I was worried about this one because to be honest, my dad is a Vietnam war veteran so many of my feelings about the war were associated with his history with it. (*Those feelings being about HIS suffering and sacrifices, nothing more). That being said, the author wanted to give a different perspective than we are use to, a voice to the Vietnamese during this time. It was very moving for me to see what “The American War” felt like to those in Vietnam and refugees in America afterward. It was definitely a perspective I didn’t know I needed. 

This one is dark and witty and the main character was often sarcastic with his harsh truths. I wasn’t entirely sure what to expect from this story but it was truly insightful and compelling, forcing me to think past the tunnel vision I’ve had regarding American veterans of this war. It also forced me to look up a lot of Vietnamese history as well as both Vietnam’s and America’s role in the war.

We talk a lot about identities on here and especially books where you can relate to the identity of the main character. Well, the main character of this one is filled with dualities. Imagine being a North Vietnam mole in the South Vietnam army. Imagine on top of that being both French and Vietnamese, raised in Vietnam and schooled in America. On top of that, imagine being friends and aids to the American CIA and moving to America after the fall of Saigon in a war where you were a secretly a sympathizer to the American “enemy.”
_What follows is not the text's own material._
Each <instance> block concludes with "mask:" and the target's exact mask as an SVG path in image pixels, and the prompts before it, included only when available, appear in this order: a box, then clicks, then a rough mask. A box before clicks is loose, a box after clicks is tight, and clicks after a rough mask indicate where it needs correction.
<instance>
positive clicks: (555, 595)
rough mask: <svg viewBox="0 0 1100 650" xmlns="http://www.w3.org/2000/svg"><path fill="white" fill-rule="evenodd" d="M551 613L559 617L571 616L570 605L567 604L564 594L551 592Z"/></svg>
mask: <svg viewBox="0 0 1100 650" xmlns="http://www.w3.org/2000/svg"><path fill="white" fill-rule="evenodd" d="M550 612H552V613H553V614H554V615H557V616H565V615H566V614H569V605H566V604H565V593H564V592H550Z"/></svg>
“I was ever always divided, although it was only partially my fault. While I chose to live two lives and be a man of two minds, it was hard not to, given how people always called me a bastard.” 

The back plot serves as kind of a confession, to things on all sides of the coin for the main character. Throughout the story you get a sense of how he both betrayed all of his identities and how he showed his loyalty to them as well.